Завтрак у него был простой: пара яиц всмятку, хлеб с маслом, да большая кружка чая. Но зато как Крутилов сервировал стол – закачаешься! Яйцо в подставочке, посуда – произведение искусства, вилки и ножи – мельхиоровые. Все это великолепие – на льняных салфетках. Спасибо Лидочке – уж она-то никогда сервизы от мужа в шкаф не прятала и кокнуть пару блюдец не боялась. Семейные ели суп из нарядной супницы, а не из алюминиевой кастрюли. Лида смеялась:

— Подарили на свадьбу. Значит, будем пользоваться. А любоваться на чашки не стоит. В Эрмитаже на царскую посуду налюбуемся!

Потом он, чистенький, побритый, наряжался в отличный, немнущийся (внук, студент, подарил) костюм, обувал кроссовки (внук, студент, присоветовал) и выходил на улицу. Еще с вечера Крутилов обдумывал маршрут прогулки: чтобы не очень далеко, но и не близко. Нравился ему соседний парк, укрывшийся от питерской суеты широкими кронами старых деревьев. Здесь – тихо, спокойно: можно бродить по дорожкам не торопясь, можно почитать газету или послушать аудиокнигу, чудо техники. Внук подарил, хороший парень все-таки.

К обеду Сергей Иванович завершал свой моцион и возвращался домой. По пути заглядывал в магазин, где покупал куриную грудку, помидоры, плавленый сыр, свежий кефир и булочки с корицей. Обед нехитрый, готовка – на десять минут, а какое чудесное блюдо получалось! Закипит в кастрюле кипяток, Крутилов в него курицу, кубиками порезанную кинет, сыр в бульоне разведет и кусочки помидоров сверху – бульк. Пять минут – суп готов.

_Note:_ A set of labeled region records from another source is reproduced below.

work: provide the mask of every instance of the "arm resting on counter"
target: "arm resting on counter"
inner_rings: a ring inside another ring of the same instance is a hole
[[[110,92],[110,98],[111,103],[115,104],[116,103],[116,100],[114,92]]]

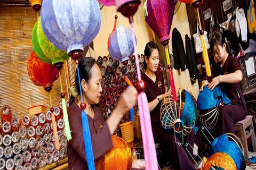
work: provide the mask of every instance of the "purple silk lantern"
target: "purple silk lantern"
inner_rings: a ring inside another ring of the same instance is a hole
[[[148,0],[144,4],[145,20],[163,45],[169,42],[174,14],[174,0]]]
[[[128,60],[134,52],[132,30],[122,26],[117,27],[110,36],[108,50],[114,60],[122,62]]]

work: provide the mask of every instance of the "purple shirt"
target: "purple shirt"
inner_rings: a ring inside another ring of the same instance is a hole
[[[107,124],[104,123],[101,113],[94,107],[95,116],[93,119],[87,115],[91,133],[94,160],[100,158],[113,148],[111,135]],[[82,109],[74,103],[68,109],[68,120],[72,139],[68,142],[68,169],[88,169],[84,146],[81,118]]]
[[[222,68],[220,67],[220,62],[218,62],[212,66],[211,70],[212,76],[207,78],[209,82],[211,82],[214,77],[219,75],[232,73],[237,70],[242,71],[242,69],[240,62],[231,56],[229,55]],[[219,86],[229,98],[232,105],[243,106],[245,113],[247,113],[245,100],[243,96],[239,82],[236,83],[221,83]]]
[[[163,74],[159,71],[157,71],[156,74],[156,81],[154,82],[145,73],[141,75],[141,79],[146,82],[146,88],[145,94],[147,95],[148,102],[154,100],[156,96],[164,94],[164,83]],[[161,122],[160,108],[161,103],[159,102],[156,107],[150,112],[151,122]]]

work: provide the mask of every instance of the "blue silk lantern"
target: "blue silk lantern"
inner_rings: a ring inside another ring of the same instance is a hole
[[[41,10],[43,30],[57,48],[83,50],[100,30],[101,16],[95,0],[44,1]]]
[[[128,60],[134,52],[132,30],[122,26],[117,27],[110,36],[108,50],[113,59],[122,62]]]
[[[205,86],[197,98],[200,122],[208,128],[218,128],[219,113],[226,105],[231,105],[231,101],[219,86],[216,86],[212,90]]]
[[[229,155],[236,163],[238,170],[245,169],[246,159],[243,152],[236,143],[228,140],[226,134],[222,134],[212,142],[209,156],[218,152]]]
[[[43,30],[57,48],[66,50],[76,61],[80,94],[78,60],[84,47],[97,36],[101,23],[99,3],[95,0],[44,1],[41,10]],[[95,169],[85,103],[81,97],[82,123],[88,168]]]
[[[160,109],[163,127],[171,132],[184,134],[191,132],[196,118],[195,99],[183,90],[178,94],[176,103],[171,94],[165,95]]]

Пообедает, кефиром запьет и в кресло – книгу читать. А там, глядишь, подремлет немного. Сил наберется, и опять – на прогулку. Захочет – в парк снова отправится, а иногда – в театр или на выставку какую, с пенсии не отказывал себе в таком удовольствии.

За день устанет, и спит отлично. Молодые позавидовали бы. Самое главное – телевизор не включать. От него – одни расстройства. Скучно станет – можно любой фильм посмотреть. И тут его студент расстарался, подключил компьютер, фильмотека богатая. Красота!

Все у него складывалось неплохо, одиночество не пугало – Крутилов был самодостаточным человеком. Правда, иногда, снилась ему Лидочка, то молодая, то зрелая. Сергей Иванович даже смех ее слышал и от того просыпался среди ночи в слезах. Не доставало ему жены. Это и понятно: сорок лет вместе, как один день. Срослись друг с другом, как сиамские близнецы. Больно от души отнимать вторую половину, отдирать с кровью плоть от плоти, отрывать от сердца большую часть. Одно утешало: где-то там его ждут. И было уже понятно, что встреча рано или поздно состоится.

***

В один из пасмурных питерских дней Сергей Иванович, как обычно, наслаждался тишиной и красотой любимого парка. Обычно он не присматривался к прохожим, к сидящим на скамеечках, людям. Считал игры в гляделки некультурным поведением. Но тут было совсем другое. На соседней скамейке окаменела юная девушка.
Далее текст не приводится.